Microsoft has spent more than $15 billion building one of the largest global cloud computing infrastructures. An SSL certificate can be had for as little as $70 a year from a commercial certificate authority, or can be effectively free if you issue your own, as Microsoft does.
So how did an expired SSL certificate crash the Windows Azure storage cloud computing platform Friday and Saturday? It’s an expensive question for Microsoft.
“Given the scope of the outage, we will proactively provide credits to impacted customers in accordance with our SLA,” wrote Steven Martin, General Manager of Windows Azure Business & Operations, in a blog post. “The credit will be reflected on a subsequent invoice.”
The global outage for encrypted storage traffic began Friday at 12:44 PM PST, and services were restored to 99% worldwide by 1:00 AM PST on Saturday.
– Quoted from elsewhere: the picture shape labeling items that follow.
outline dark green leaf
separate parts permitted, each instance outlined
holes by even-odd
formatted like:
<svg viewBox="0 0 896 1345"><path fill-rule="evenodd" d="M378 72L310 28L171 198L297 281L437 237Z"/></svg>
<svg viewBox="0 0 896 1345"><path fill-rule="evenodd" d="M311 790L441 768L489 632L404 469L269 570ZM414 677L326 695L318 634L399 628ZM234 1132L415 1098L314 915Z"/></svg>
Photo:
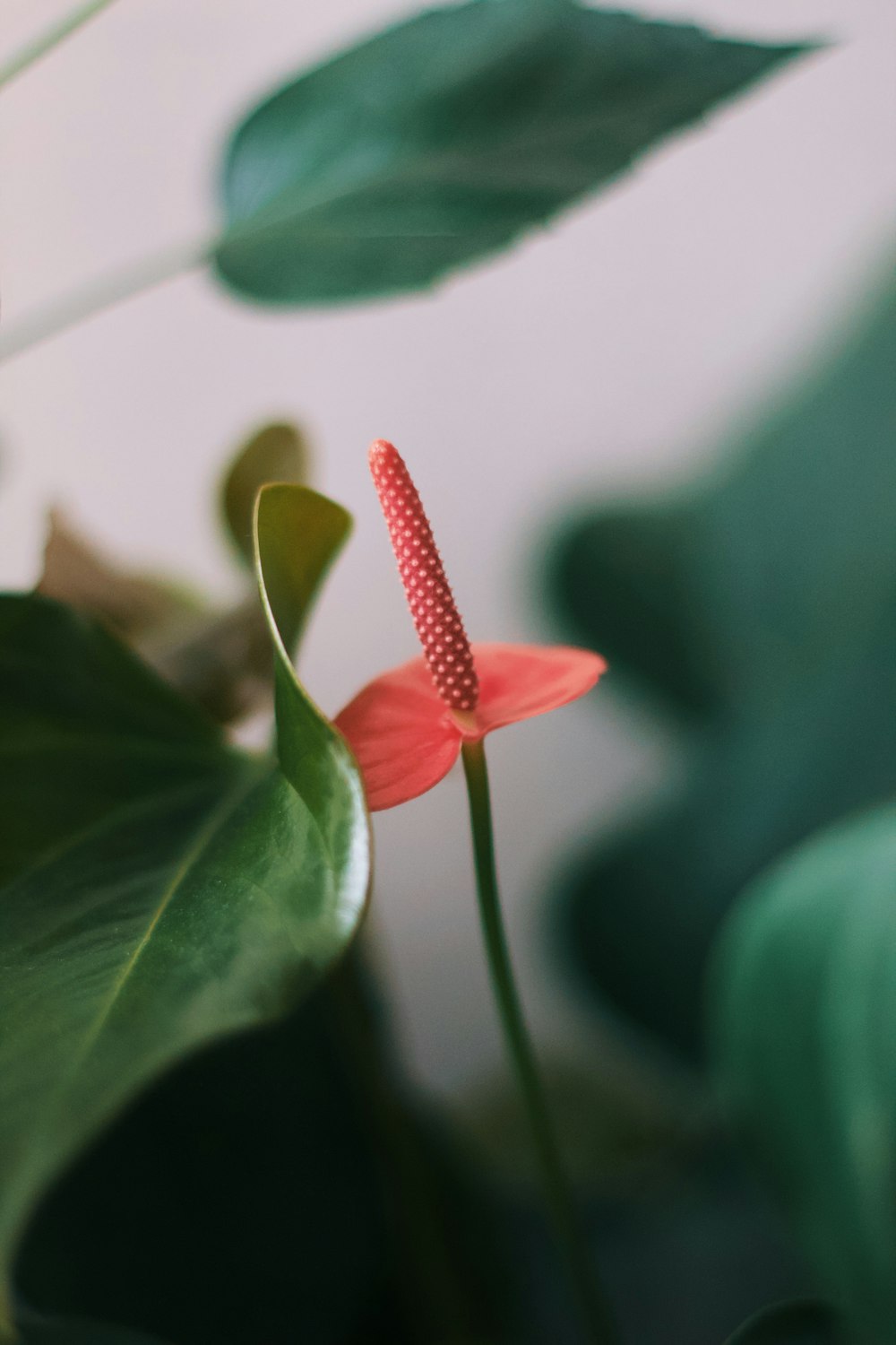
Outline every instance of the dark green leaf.
<svg viewBox="0 0 896 1345"><path fill-rule="evenodd" d="M361 915L363 785L287 655L348 515L301 487L281 487L274 502L259 518L258 566L278 763L228 748L70 609L0 599L7 1270L59 1167L187 1052L292 1005Z"/></svg>
<svg viewBox="0 0 896 1345"><path fill-rule="evenodd" d="M271 482L306 486L308 472L308 440L294 425L265 425L236 453L222 482L220 511L231 542L249 565L254 557L253 516L259 490Z"/></svg>
<svg viewBox="0 0 896 1345"><path fill-rule="evenodd" d="M803 50L570 0L418 15L301 75L238 128L219 273L279 304L422 289Z"/></svg>
<svg viewBox="0 0 896 1345"><path fill-rule="evenodd" d="M764 1307L739 1326L725 1345L837 1345L840 1340L830 1307L801 1299Z"/></svg>
<svg viewBox="0 0 896 1345"><path fill-rule="evenodd" d="M21 1345L163 1345L154 1337L97 1322L27 1318L19 1323L19 1329Z"/></svg>
<svg viewBox="0 0 896 1345"><path fill-rule="evenodd" d="M891 285L712 476L553 547L562 611L613 686L697 730L674 802L584 855L562 915L588 985L689 1053L737 892L896 784L895 367Z"/></svg>
<svg viewBox="0 0 896 1345"><path fill-rule="evenodd" d="M896 807L810 841L735 907L716 1079L858 1334L896 1321Z"/></svg>

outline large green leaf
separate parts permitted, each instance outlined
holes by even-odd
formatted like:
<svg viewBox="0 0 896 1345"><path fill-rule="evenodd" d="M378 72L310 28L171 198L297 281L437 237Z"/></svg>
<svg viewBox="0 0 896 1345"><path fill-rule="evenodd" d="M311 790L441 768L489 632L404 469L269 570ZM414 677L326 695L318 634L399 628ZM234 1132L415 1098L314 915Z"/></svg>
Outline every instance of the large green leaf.
<svg viewBox="0 0 896 1345"><path fill-rule="evenodd" d="M896 1322L896 806L809 842L735 907L711 975L723 1099L858 1334Z"/></svg>
<svg viewBox="0 0 896 1345"><path fill-rule="evenodd" d="M735 896L896 785L892 282L838 344L712 473L553 543L567 631L609 656L614 687L690 729L674 798L571 872L571 960L690 1053Z"/></svg>
<svg viewBox="0 0 896 1345"><path fill-rule="evenodd" d="M236 129L219 273L265 303L424 288L803 50L570 0L418 15L300 75Z"/></svg>
<svg viewBox="0 0 896 1345"><path fill-rule="evenodd" d="M0 599L7 1271L35 1200L98 1127L187 1052L294 1003L357 925L361 780L289 656L348 526L302 487L259 506L277 760L232 751L70 609Z"/></svg>

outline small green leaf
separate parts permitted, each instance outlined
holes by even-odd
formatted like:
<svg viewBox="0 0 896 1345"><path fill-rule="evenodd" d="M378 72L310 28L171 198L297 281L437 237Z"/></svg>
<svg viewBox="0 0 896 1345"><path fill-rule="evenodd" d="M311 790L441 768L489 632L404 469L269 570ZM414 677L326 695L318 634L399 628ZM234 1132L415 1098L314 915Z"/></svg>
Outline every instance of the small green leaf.
<svg viewBox="0 0 896 1345"><path fill-rule="evenodd" d="M896 807L810 841L723 929L723 1099L862 1338L896 1321Z"/></svg>
<svg viewBox="0 0 896 1345"><path fill-rule="evenodd" d="M254 557L253 516L262 486L270 482L306 486L308 475L308 440L296 425L265 425L242 445L222 482L220 510L230 538L247 565L251 566Z"/></svg>
<svg viewBox="0 0 896 1345"><path fill-rule="evenodd" d="M837 1321L825 1303L797 1299L756 1313L725 1345L837 1345Z"/></svg>
<svg viewBox="0 0 896 1345"><path fill-rule="evenodd" d="M236 129L219 273L274 304L426 288L805 50L570 0L431 9L300 75Z"/></svg>
<svg viewBox="0 0 896 1345"><path fill-rule="evenodd" d="M60 1166L185 1053L293 1005L363 913L363 784L286 652L349 519L302 487L273 500L277 761L69 608L0 597L0 1303Z"/></svg>

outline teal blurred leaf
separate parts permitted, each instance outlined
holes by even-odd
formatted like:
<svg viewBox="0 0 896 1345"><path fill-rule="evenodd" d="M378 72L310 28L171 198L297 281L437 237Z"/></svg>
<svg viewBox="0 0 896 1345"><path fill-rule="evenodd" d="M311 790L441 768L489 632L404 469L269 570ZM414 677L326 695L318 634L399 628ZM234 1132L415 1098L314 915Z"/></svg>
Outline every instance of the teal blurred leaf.
<svg viewBox="0 0 896 1345"><path fill-rule="evenodd" d="M277 760L232 751L71 609L0 599L4 1274L35 1201L110 1116L185 1053L283 1013L361 916L361 781L289 658L349 521L282 490L289 511L258 523Z"/></svg>
<svg viewBox="0 0 896 1345"><path fill-rule="evenodd" d="M896 1321L896 806L813 838L735 905L715 1075L862 1340Z"/></svg>
<svg viewBox="0 0 896 1345"><path fill-rule="evenodd" d="M689 768L672 803L570 865L563 937L604 1003L689 1054L736 893L896 785L895 367L891 282L689 491L580 515L553 543L566 629L674 716Z"/></svg>
<svg viewBox="0 0 896 1345"><path fill-rule="evenodd" d="M739 1326L725 1345L837 1345L842 1336L825 1303L774 1303Z"/></svg>
<svg viewBox="0 0 896 1345"><path fill-rule="evenodd" d="M416 15L300 75L236 129L219 274L271 304L423 289L805 50L570 0Z"/></svg>

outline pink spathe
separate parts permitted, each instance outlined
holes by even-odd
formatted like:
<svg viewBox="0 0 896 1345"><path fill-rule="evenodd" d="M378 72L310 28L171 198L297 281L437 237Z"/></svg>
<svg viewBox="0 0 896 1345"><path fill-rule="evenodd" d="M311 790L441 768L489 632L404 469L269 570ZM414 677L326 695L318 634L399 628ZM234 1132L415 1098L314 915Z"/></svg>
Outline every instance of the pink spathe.
<svg viewBox="0 0 896 1345"><path fill-rule="evenodd" d="M336 717L376 812L438 784L465 741L584 695L606 662L570 646L470 646L407 467L386 440L372 444L369 463L423 646Z"/></svg>

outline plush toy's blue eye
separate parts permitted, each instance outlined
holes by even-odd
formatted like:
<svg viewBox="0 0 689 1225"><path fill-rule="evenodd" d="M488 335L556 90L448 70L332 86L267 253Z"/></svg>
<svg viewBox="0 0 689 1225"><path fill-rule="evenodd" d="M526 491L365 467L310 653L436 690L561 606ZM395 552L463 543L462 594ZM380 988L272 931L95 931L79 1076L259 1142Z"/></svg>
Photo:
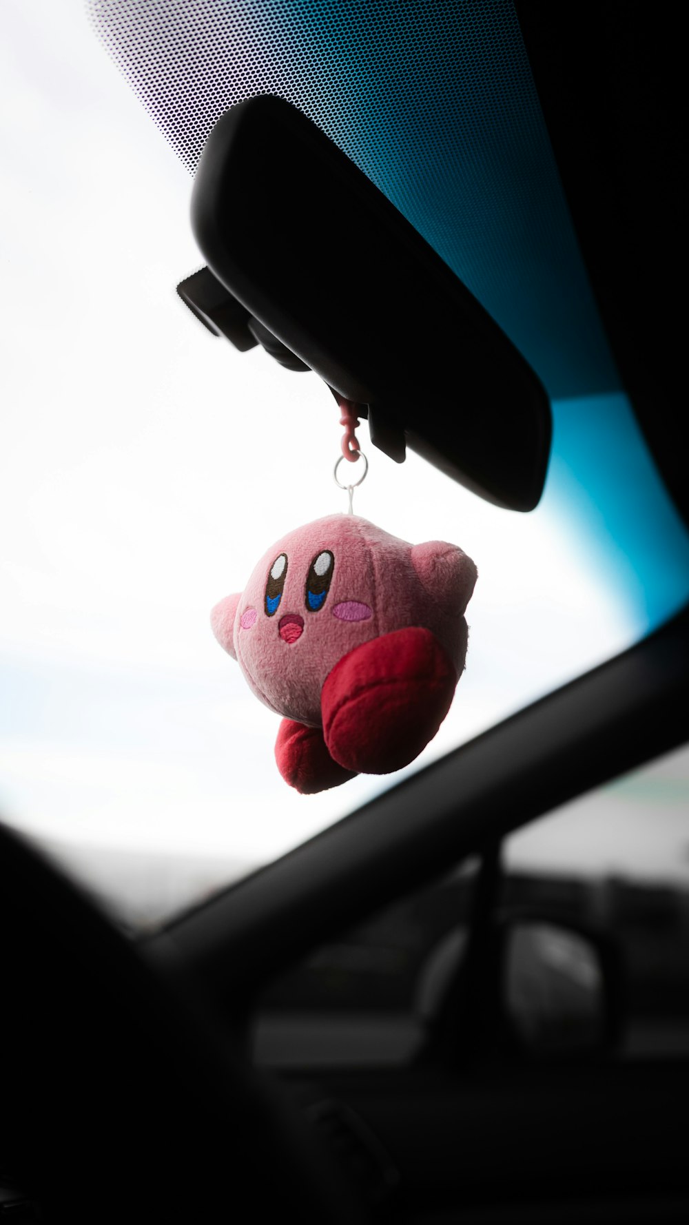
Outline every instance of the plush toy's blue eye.
<svg viewBox="0 0 689 1225"><path fill-rule="evenodd" d="M325 598L332 582L335 557L325 549L311 561L309 576L306 578L306 608L309 612L318 612L325 604Z"/></svg>
<svg viewBox="0 0 689 1225"><path fill-rule="evenodd" d="M287 578L287 554L281 552L280 557L276 557L268 573L266 582L266 615L273 616L277 612L277 605L282 599L282 592L284 588L284 579Z"/></svg>

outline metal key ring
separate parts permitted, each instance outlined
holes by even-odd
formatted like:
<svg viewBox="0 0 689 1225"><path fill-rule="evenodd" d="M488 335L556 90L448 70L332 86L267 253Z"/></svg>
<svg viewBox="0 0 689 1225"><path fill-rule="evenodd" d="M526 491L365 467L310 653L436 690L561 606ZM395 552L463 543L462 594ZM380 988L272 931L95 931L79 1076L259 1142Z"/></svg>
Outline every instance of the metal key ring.
<svg viewBox="0 0 689 1225"><path fill-rule="evenodd" d="M359 477L358 480L348 480L346 485L343 485L342 481L337 479L337 469L340 468L340 464L345 459L345 456L340 456L340 458L337 459L337 463L335 464L335 468L332 469L332 477L333 477L335 484L337 485L338 489L356 489L357 485L362 484L362 480L365 480L367 472L369 470L369 462L368 462L368 459L367 459L367 457L365 457L365 454L364 454L363 451L359 451L359 454L360 454L362 459L364 461L364 470L363 470L363 473L362 473L362 475ZM352 463L352 462L357 463L358 461L351 461L351 459L347 461L347 463Z"/></svg>

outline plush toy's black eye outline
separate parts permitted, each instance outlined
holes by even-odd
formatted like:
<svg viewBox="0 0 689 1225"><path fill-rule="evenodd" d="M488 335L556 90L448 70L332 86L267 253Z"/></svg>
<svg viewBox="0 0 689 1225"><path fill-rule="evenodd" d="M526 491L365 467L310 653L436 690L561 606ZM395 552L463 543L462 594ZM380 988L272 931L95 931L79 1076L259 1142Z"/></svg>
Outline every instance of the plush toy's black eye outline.
<svg viewBox="0 0 689 1225"><path fill-rule="evenodd" d="M318 612L324 606L333 570L335 557L330 549L321 549L311 561L306 578L306 609L309 612Z"/></svg>
<svg viewBox="0 0 689 1225"><path fill-rule="evenodd" d="M282 599L284 579L287 578L287 554L281 552L275 559L266 582L265 609L266 616L275 616L277 606Z"/></svg>

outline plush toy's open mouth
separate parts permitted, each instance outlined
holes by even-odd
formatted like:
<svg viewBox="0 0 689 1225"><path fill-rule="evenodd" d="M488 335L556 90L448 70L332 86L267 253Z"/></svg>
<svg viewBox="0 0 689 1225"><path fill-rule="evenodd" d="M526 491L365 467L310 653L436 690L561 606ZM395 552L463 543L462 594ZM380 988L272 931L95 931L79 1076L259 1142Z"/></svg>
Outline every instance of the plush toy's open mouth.
<svg viewBox="0 0 689 1225"><path fill-rule="evenodd" d="M304 632L304 617L298 612L288 612L281 616L277 632L283 642L297 642Z"/></svg>

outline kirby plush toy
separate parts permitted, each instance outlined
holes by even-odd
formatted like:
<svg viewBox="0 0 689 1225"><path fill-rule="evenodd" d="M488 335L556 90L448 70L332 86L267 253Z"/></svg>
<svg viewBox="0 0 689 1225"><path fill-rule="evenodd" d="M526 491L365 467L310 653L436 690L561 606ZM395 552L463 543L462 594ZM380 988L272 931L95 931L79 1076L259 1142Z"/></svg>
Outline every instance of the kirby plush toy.
<svg viewBox="0 0 689 1225"><path fill-rule="evenodd" d="M216 605L216 638L283 715L280 773L309 795L407 766L447 714L465 665L476 566L356 514L289 532L244 592Z"/></svg>

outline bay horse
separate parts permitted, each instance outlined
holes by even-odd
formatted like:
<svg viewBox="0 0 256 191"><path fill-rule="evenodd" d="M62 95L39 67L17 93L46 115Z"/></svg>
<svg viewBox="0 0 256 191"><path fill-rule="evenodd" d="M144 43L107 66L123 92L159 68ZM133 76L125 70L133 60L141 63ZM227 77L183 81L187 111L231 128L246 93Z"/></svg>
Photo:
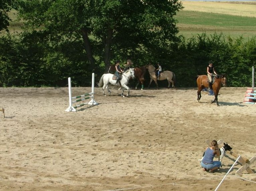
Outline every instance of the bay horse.
<svg viewBox="0 0 256 191"><path fill-rule="evenodd" d="M121 68L123 70L124 69ZM134 68L134 76L136 79L137 80L137 83L136 84L136 86L135 87L135 89L137 90L138 87L140 84L140 83L141 84L141 89L142 90L144 88L144 75L146 72L146 68L143 66L139 68ZM114 65L111 65L109 67L109 68L108 71L108 73L114 73L116 71L116 68Z"/></svg>
<svg viewBox="0 0 256 191"><path fill-rule="evenodd" d="M110 84L114 86L117 86L116 84L116 80L115 79L115 80L113 79L114 76L114 74L104 74L102 76L100 80L100 82L98 85L99 87L102 87L103 94L104 96L106 96L106 95L105 95L105 88L106 87L108 90L109 95L110 95L111 92L110 92L110 91L109 90L108 88L108 85L109 84ZM121 89L122 90L121 96L124 97L124 91L125 89L128 90L128 92L126 95L126 96L128 97L130 95L130 88L127 86L127 84L128 84L131 77L133 78L135 78L134 71L133 69L129 69L126 70L125 72L122 74L122 78L119 81L121 84Z"/></svg>
<svg viewBox="0 0 256 191"><path fill-rule="evenodd" d="M213 84L212 85L213 90L214 93L214 99L212 101L212 103L216 101L217 105L219 106L220 105L218 102L218 95L220 90L221 88L222 85L224 87L226 86L226 77L225 74L216 75L214 78ZM209 87L209 79L206 75L198 76L197 79L197 100L198 102L200 100L202 96L201 91L205 88Z"/></svg>
<svg viewBox="0 0 256 191"><path fill-rule="evenodd" d="M155 75L155 68L152 64L149 64L146 66L145 68L148 70L148 73L149 73L149 76L150 77L150 82L148 85L148 88L151 84L151 83L153 80L156 85L157 89L158 90L158 84L157 80L167 80L168 82L168 88L170 88L170 85L171 83L172 83L172 87L175 88L174 83L175 81L175 74L170 71L166 70L160 73L160 77L158 78Z"/></svg>

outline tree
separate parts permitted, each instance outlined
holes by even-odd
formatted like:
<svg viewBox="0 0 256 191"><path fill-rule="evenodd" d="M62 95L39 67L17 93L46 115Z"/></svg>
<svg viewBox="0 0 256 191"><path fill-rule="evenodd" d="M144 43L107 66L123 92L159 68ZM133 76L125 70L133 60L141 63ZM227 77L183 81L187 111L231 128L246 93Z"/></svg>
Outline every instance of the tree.
<svg viewBox="0 0 256 191"><path fill-rule="evenodd" d="M12 8L16 7L15 0L1 0L0 1L0 31L5 29L8 31L9 21L11 19L8 12Z"/></svg>
<svg viewBox="0 0 256 191"><path fill-rule="evenodd" d="M18 0L28 26L43 30L53 46L82 39L88 68L140 53L167 52L178 39L178 0ZM96 62L98 64L96 64Z"/></svg>

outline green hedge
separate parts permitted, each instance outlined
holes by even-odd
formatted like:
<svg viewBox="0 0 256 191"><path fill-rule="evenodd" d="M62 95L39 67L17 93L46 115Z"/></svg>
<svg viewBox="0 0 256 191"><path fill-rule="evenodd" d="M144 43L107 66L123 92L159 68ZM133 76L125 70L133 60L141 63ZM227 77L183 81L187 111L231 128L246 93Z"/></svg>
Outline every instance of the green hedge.
<svg viewBox="0 0 256 191"><path fill-rule="evenodd" d="M89 68L82 40L53 45L44 36L34 31L0 37L0 87L61 87L67 85L68 77L72 78L74 86L90 86L92 69L96 81L99 80L104 66L99 63L97 68ZM146 53L138 51L133 58L135 66L159 62L164 70L175 73L177 87L196 87L196 76L206 74L211 60L218 73L227 75L228 86L251 86L256 36L234 39L221 33L203 33L186 40L180 37L178 42L165 49L147 50ZM147 86L148 75L145 78ZM160 86L165 84L162 82Z"/></svg>

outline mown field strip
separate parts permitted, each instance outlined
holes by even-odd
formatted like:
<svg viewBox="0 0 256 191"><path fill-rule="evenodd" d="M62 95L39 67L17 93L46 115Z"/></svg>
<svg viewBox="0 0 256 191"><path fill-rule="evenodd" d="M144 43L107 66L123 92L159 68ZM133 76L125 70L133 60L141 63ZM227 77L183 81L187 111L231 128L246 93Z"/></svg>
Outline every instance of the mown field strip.
<svg viewBox="0 0 256 191"><path fill-rule="evenodd" d="M228 2L182 1L185 7L184 11L256 17L256 3L254 4L253 2L249 4L245 4L245 2L234 3Z"/></svg>

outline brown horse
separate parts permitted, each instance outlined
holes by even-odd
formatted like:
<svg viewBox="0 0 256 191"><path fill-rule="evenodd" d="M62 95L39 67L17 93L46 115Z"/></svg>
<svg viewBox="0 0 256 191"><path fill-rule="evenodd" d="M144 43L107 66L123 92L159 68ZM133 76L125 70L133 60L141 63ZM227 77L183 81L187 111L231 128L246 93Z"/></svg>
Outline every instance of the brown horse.
<svg viewBox="0 0 256 191"><path fill-rule="evenodd" d="M222 84L225 87L226 85L226 77L224 74L217 75L214 76L213 84L212 85L213 90L214 93L215 97L214 99L212 101L212 103L216 101L217 105L219 105L218 102L218 95L220 90ZM197 79L197 100L199 101L201 98L201 91L205 88L209 87L209 79L206 75L198 76Z"/></svg>
<svg viewBox="0 0 256 191"><path fill-rule="evenodd" d="M150 78L149 84L148 85L149 88L151 83L153 80L156 85L156 88L158 90L158 84L157 80L167 80L168 82L168 86L167 87L168 88L170 88L171 83L172 84L172 88L175 87L174 84L175 83L175 77L174 73L170 71L166 70L160 73L160 78L157 78L155 75L156 69L153 65L150 64L145 67L146 69L148 70L148 73L149 74Z"/></svg>
<svg viewBox="0 0 256 191"><path fill-rule="evenodd" d="M122 70L124 70L123 68L121 68ZM108 71L108 73L114 73L115 71L116 68L115 65L111 65ZM143 66L140 68L135 68L134 71L134 76L137 81L135 89L136 90L137 89L140 83L141 84L141 90L143 90L143 89L144 88L144 75L146 72L146 68Z"/></svg>

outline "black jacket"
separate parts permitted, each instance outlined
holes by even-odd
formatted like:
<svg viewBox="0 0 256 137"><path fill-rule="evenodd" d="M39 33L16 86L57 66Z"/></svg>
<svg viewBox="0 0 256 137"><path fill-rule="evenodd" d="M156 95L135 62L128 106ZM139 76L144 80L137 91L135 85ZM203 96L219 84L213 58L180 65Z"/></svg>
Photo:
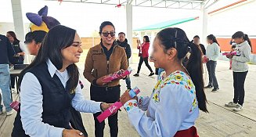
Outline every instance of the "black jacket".
<svg viewBox="0 0 256 137"><path fill-rule="evenodd" d="M129 44L128 44L128 40L125 38L124 41L121 42L119 40L117 41L118 45L123 47L125 50L127 59L130 59L132 56L132 52L131 52L131 46Z"/></svg>
<svg viewBox="0 0 256 137"><path fill-rule="evenodd" d="M199 46L200 46L200 48L201 49L201 51L202 51L203 54L204 54L204 55L206 55L206 49L205 49L204 45L202 45L202 44L199 44Z"/></svg>
<svg viewBox="0 0 256 137"><path fill-rule="evenodd" d="M8 38L0 34L0 64L13 63L14 54Z"/></svg>

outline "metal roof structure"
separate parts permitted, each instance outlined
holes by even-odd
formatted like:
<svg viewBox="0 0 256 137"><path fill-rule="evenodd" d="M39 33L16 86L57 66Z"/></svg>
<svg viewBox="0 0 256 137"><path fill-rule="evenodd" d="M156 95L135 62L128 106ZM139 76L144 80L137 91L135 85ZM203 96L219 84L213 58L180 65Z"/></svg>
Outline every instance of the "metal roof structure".
<svg viewBox="0 0 256 137"><path fill-rule="evenodd" d="M47 0L56 1L56 0ZM105 4L105 5L126 5L133 6L200 9L202 5L208 8L219 0L61 0L62 2Z"/></svg>
<svg viewBox="0 0 256 137"><path fill-rule="evenodd" d="M158 23L152 24L152 25L146 26L144 27L138 28L134 31L160 30L160 29L164 29L166 27L170 27L174 25L192 21L192 20L194 20L197 19L198 19L198 17L190 17L190 18L184 18L184 19L178 19L178 20L168 20L168 21L164 21L164 22L160 22Z"/></svg>

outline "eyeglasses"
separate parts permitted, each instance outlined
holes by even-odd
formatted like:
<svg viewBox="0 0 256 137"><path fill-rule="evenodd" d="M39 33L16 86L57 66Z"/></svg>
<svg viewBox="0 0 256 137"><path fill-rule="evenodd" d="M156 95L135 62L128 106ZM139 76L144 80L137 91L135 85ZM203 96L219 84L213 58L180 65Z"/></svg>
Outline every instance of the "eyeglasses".
<svg viewBox="0 0 256 137"><path fill-rule="evenodd" d="M116 35L115 32L103 32L102 34L104 37L107 37L109 34L110 34L111 37L114 37Z"/></svg>
<svg viewBox="0 0 256 137"><path fill-rule="evenodd" d="M74 41L71 45L75 46L75 47L81 46L81 41Z"/></svg>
Full availability wasn’t restored until 8:00 PM PST Saturday, placing the outage duration at 12 hours for most users but as much as 24 hours of impact for some. Up to 52 different Microsoft services reported performance problems during the outage, including Xbox Live.
“Windows Azure Storage experienced a worldwide outage impacting HTTPS traffic due to an expired SSL certificate,” Martin reported. “HTTP traffic was unaffected but the event impacted a number of Windows Azure services that are dependent on Storage.”
This marks the second time in a year in which Microsoft has issued a service credit for problems associated with an SSL certificate. Last Feb. 29 a “Leap Year Bug” triggered a date-related bug with a security certificate. The incident left Azure customers unable to manage their applications for about 8 hours and knocked Azure-based services offline for some North American users.